Saturday, April 09, 2011
Thank you again for the support that I received from my meltdown. I wrote my blog so that I could start to own what I was feeling. I realise now why they recommend to write and keep in contact with members on this site. For the support and encouragement. Members are so positive.
What I have noticed before when I was more positive I was blogging and being more active with lots of teams. However in the last month the blogging has started to fall off. Also the interaction has fallen away slightly. To my detriment. By keeping involved does keep you motivated.
When I wrote the blog I actually did not know what was wrong. I realised what the problem yesterday. Yesterday was my niece's graduation from university. So proud of her.
But the history behind is I actually talked her into joining me to start uni together. (Best thing I ever did because we now have a fantastic relationship, not as Aunt and niece but as best friends). I had to pull out because of sickness and the operations that I have written about in the past.
I did actually withdraw at the start of this year. I have accepted the fact that now it would be too hard to start studying again. But I really think it was that last little bit of letting go.
Went over to see her graduate. So happy and proud and I am glad that I went.
One of my lecturers asked how I was and when I said "really good now", she asked me to come back and continue. My answer was "no, I am going to have a life". This is when I realised that I had completely let go of this part of my life, with no regrets. I felt the weight lifting from my shoulders.
Had a beautiful day, went to the graduation, then went out for dinner to celebrate. I had nice clothes on, makeup (I don't wear makeup often) had my hair straighten by a friend. After she finished my hair I went into her bedroom to look at myself in full length mirror and DRUMROLL (shock horror) I thought I looked nice and actually did admit it.

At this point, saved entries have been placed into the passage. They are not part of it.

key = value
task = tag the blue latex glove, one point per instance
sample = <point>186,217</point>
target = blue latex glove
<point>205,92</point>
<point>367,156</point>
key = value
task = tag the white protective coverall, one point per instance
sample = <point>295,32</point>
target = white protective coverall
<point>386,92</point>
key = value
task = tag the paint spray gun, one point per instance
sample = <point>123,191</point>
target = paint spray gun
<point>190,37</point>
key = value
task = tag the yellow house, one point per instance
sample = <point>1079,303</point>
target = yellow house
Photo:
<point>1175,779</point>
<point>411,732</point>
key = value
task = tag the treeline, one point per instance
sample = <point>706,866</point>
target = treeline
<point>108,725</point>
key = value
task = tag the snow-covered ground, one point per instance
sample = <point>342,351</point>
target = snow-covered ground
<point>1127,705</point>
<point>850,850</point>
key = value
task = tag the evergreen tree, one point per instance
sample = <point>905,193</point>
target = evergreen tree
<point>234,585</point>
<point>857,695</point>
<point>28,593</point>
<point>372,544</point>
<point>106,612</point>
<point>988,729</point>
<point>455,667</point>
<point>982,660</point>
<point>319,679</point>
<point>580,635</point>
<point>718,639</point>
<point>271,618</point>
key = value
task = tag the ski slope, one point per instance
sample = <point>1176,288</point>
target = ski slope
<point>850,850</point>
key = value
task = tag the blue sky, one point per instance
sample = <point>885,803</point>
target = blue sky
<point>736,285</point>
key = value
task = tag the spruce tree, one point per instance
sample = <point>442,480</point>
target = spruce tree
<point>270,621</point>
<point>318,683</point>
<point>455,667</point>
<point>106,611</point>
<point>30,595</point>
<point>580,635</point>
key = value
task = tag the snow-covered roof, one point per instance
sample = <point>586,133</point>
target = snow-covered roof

This is a big moment because I have never thought that before.
I am glad I attempted to do a degree, it has helped me in lots of different ways. I am a lot stronger person than before.
Now I am back to being positive and concentrating on myself. I ended up putting on weight (2 1/2kgs) in the last 2 weeks because of the emotional eating and not weighing. But at least I have stopped eating.
Another thing what was worrying me was my hot air balloon ride. I feel that I was being too rigid in saying I have to lose another 15kgs. I have lost 14kgs now. But now think I deserve it if I lose between a total of 25 to 30kgs. I am still going to aim for the 15kgs but was thinking what if I only lose another 14kgs, I will miss out. I still need to earn it, but need to have a little bit of a leeway and flexibility because I am not perfect.
Now I start on my next chapter in my life.
Short term goals.
1. Post regular blogs.
2 take a more active role in the teams that I am on.
3 lose weight 500grams per week or 1lb per week.
4 eat healthy, not to emotionally eat
5. do exercise every day.
Still aiming to lose 15kgs (30 od lbs) by November
Get back to living an enjoyable time. Back to being positive.
I want my balloon ride in November, this is with my niece.
Then I need to make more goals for next year, I will need to aim for a total of 50 to 60 kg loss of weight.
I am not perfect
I can't expect my weight loss to be perfect
I am only human.
I need to be more flexible.
I need to enjoy my decisions to lose weight.
I need to be honest with myself.
Don't let my emotions consume me or control me.
Grandchildren will be here tonight so I am going to have an enjoyable weekend.